Forex cashback is a portion of the trading commission a broker pays to its introducing partner — returned back to the trader, usually per lot traded. It is not a bonus, not a signal product, and not a guaranteed-profit promise. It is a cost-reduction layer.
How the money flows
When you open a real account through a tracked introducing-broker (IB) link, the broker pays the partner a commission. That commission is funded out of the broker's own revenue stream — typically a fraction of the spread, the per-lot commission, or a revenue share. The introducing partner then shares the majority of that commission with you.
So the chain is: broker → IB partner → you. Your trading account is not debited to fund cashback. There is no extra cost added to your trades because of cashback. The IB commission already exists; this is simply where it lands.
Why this exists
Brokers compete heavily for traders. Acquiring a new account costs money. Brokers pay IB partners because they would rather pay a partner than burn the same money on advertising. Whether the partner shares back to you depends on the partner's business model. Most do, in some form. ShaFX shares the majority.
How effective is cashback as a cost saving?
Take a simple example. Suppose you trade 50 standard lots per month and your effective cost (spread + commission) averages $7 per lot. That is $350 per month in trading cost. If your cashback is $5 per lot, you receive $250 back. Your net cost falls to $100. Same trades. Same outcome. Lower friction.
That difference compounds. A break-even trader becomes profitable. A small-edge trader's edge becomes meaningful. None of this changes the underlying market risk.
Common mistakes
- Treating cashback as profit. It is a refund of cost. It does not turn losing trades into wins.
- Overtrading to "earn more cashback". If you trade more to capture more rebate, you are paying more spread, more commission, and absorbing more market risk than your edge supports. The math goes negative.

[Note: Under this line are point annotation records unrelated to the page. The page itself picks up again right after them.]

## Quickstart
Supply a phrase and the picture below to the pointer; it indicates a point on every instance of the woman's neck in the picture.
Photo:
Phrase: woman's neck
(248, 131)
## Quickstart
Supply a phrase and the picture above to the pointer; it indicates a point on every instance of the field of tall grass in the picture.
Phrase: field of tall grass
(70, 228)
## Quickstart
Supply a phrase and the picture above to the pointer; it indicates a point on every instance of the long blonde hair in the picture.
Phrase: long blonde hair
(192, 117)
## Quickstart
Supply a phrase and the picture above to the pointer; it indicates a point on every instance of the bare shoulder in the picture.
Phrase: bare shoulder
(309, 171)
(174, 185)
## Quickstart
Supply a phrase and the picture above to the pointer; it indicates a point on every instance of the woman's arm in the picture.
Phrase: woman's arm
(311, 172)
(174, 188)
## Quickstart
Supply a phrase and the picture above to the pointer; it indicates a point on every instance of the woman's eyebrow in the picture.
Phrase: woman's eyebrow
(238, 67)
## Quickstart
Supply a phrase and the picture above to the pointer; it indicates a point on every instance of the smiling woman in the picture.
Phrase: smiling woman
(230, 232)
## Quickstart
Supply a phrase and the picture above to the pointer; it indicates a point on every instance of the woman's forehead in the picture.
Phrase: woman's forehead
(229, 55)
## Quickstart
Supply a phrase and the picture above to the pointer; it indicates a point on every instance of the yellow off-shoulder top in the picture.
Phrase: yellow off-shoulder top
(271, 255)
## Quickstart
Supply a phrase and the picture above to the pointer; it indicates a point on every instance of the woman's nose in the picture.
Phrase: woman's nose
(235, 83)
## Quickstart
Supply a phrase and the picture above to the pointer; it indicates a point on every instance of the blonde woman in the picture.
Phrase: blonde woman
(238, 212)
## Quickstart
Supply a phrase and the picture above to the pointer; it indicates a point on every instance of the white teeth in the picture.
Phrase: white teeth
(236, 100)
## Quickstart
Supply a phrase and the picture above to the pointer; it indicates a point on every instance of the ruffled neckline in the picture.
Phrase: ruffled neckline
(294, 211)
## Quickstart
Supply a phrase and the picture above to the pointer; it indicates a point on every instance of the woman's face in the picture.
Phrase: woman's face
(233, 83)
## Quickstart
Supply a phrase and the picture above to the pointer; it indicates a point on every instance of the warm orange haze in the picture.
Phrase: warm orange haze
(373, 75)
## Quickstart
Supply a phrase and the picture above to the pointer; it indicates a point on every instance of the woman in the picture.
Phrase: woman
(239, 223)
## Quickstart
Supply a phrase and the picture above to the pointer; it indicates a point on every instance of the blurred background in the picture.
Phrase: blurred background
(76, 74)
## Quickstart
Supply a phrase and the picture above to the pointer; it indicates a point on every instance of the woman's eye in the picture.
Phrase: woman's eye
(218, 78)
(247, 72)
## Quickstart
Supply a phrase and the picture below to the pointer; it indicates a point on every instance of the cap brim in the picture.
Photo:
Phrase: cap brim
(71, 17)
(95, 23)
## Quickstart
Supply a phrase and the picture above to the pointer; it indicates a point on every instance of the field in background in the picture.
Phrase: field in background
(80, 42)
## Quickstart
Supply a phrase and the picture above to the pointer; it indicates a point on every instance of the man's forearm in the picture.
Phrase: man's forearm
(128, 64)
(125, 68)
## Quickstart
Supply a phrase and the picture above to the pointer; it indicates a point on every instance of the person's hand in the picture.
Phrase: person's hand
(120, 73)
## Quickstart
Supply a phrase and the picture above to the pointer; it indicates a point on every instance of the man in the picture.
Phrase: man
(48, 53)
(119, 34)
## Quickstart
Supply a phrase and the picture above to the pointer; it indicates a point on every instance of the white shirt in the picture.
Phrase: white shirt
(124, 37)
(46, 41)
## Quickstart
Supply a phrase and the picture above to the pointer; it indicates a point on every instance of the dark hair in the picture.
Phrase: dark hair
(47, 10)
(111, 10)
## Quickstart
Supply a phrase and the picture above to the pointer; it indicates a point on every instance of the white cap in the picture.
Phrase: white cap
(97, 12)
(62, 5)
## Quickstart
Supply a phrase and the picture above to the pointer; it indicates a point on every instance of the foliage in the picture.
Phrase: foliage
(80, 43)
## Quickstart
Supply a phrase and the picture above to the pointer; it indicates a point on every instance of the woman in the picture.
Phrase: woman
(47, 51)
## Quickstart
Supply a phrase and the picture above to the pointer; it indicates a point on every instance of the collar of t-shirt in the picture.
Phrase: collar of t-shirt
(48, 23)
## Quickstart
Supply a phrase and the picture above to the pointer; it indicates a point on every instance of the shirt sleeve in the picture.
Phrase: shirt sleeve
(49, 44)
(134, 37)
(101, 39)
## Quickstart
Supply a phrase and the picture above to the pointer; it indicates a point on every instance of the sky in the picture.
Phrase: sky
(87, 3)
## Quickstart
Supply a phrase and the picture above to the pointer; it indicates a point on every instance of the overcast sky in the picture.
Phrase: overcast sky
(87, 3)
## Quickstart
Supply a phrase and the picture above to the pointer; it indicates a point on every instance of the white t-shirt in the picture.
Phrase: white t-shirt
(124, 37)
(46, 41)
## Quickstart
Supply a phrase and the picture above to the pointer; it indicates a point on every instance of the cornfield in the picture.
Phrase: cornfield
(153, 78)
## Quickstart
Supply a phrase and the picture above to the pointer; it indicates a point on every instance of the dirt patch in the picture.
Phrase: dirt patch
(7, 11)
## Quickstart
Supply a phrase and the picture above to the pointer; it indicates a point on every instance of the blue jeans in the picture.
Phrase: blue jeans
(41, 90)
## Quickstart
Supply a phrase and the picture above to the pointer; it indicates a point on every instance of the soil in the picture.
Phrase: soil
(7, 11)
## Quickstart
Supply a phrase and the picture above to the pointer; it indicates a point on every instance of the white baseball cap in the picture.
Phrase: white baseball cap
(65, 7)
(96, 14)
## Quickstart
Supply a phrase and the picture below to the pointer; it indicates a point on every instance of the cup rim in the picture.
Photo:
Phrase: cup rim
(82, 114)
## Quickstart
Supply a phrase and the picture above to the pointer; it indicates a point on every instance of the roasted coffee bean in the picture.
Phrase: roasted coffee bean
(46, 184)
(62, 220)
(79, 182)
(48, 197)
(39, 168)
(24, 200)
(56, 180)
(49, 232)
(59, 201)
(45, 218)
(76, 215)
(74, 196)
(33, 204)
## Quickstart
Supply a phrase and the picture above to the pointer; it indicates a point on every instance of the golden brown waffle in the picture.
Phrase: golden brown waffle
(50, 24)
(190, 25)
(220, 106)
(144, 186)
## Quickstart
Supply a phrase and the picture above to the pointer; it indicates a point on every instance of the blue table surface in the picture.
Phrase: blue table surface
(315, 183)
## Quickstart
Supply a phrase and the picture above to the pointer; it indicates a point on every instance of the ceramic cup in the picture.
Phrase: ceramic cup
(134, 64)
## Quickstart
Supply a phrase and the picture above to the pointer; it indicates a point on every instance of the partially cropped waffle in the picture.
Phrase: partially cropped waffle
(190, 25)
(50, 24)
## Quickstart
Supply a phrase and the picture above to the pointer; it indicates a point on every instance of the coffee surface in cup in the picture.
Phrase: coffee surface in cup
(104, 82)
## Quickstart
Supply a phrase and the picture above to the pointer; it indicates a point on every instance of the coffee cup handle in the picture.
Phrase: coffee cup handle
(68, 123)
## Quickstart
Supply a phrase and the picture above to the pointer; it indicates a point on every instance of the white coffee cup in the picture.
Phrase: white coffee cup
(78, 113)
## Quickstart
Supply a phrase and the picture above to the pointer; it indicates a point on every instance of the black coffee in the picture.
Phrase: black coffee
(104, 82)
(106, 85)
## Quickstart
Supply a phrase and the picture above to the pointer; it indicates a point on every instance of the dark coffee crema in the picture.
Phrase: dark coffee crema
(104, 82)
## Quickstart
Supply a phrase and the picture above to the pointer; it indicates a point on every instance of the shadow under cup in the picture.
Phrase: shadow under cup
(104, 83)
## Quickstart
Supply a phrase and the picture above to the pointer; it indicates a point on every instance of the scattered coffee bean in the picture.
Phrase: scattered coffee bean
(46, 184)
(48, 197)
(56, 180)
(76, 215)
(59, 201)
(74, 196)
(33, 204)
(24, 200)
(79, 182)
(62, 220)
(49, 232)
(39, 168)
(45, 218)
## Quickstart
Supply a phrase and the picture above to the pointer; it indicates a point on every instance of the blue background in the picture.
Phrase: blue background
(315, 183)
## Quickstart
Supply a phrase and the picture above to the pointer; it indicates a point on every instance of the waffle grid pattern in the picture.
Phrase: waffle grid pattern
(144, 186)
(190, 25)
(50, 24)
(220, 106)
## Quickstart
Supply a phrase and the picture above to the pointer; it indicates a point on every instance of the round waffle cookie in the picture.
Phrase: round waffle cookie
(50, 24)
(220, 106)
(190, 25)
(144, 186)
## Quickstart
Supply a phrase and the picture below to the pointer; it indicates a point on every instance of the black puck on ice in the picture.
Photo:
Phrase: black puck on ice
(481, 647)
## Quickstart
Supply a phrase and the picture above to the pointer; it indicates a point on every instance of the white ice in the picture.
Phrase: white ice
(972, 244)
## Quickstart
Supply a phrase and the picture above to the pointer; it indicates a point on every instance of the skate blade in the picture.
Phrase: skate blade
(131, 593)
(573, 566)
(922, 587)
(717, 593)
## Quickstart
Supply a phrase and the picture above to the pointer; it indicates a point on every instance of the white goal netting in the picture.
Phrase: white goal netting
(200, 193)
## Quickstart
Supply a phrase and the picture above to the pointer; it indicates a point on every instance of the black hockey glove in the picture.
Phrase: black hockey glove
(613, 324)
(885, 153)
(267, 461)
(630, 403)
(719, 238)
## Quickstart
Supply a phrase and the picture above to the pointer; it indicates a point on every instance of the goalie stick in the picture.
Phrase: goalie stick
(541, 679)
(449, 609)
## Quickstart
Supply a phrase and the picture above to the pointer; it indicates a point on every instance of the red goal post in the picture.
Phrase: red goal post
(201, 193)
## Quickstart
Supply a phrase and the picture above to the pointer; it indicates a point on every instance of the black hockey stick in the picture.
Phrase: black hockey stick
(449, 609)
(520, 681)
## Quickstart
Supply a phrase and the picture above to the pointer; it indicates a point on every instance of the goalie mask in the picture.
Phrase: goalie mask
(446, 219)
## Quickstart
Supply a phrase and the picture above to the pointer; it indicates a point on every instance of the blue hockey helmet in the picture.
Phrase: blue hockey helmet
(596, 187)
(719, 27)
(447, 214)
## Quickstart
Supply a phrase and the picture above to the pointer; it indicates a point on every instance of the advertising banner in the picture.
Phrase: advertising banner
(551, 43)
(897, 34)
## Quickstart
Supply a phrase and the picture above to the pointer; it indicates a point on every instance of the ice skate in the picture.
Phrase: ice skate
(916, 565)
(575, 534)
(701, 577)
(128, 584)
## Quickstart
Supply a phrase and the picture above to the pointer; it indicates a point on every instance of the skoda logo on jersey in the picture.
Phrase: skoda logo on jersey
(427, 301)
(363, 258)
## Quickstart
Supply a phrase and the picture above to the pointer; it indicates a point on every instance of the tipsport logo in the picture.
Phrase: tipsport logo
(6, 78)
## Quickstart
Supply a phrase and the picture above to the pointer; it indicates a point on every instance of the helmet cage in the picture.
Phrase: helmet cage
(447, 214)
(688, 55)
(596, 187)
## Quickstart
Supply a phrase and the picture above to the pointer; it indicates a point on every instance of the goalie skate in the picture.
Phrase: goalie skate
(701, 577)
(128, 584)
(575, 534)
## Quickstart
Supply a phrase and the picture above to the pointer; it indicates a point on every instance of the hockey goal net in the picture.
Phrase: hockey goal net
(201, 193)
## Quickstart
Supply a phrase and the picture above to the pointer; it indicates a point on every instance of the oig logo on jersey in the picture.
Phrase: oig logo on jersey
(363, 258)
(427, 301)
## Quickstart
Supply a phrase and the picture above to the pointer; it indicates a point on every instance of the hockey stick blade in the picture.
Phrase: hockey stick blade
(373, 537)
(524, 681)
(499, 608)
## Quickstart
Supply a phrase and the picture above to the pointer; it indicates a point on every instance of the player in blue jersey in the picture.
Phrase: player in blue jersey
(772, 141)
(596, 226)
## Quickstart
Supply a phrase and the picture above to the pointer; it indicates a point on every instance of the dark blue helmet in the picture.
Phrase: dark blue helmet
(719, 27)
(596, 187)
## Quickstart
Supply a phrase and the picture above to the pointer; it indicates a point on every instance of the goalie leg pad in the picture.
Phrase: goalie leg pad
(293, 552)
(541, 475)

- Picking a broker only on cashback. Cashback is one factor. Regulation, execution, withdrawal reliability, and country availability matter more.
Next steps on ShaFX
- Free trading calculators — position size, pip value, margin, risk/reward, drawdown.
- Take a quiz on this topic and see what you missed.
- Glossary — precise definitions for every term used here.
- Compare brokers using our methodology.
FAQ
Is cashback guaranteed? Eligibility is — every eligible trade through a tracked account counts. The exact dollar amount depends on broker reporting, instrument, and account type. See the cashback methodology.
Does cashback count as income? Tax treatment varies by country. Confirm with a local tax professional.
What if I lose money on a trade? You still earn cashback on the lot traded. It does not recoup your trading loss. It only reduces cost.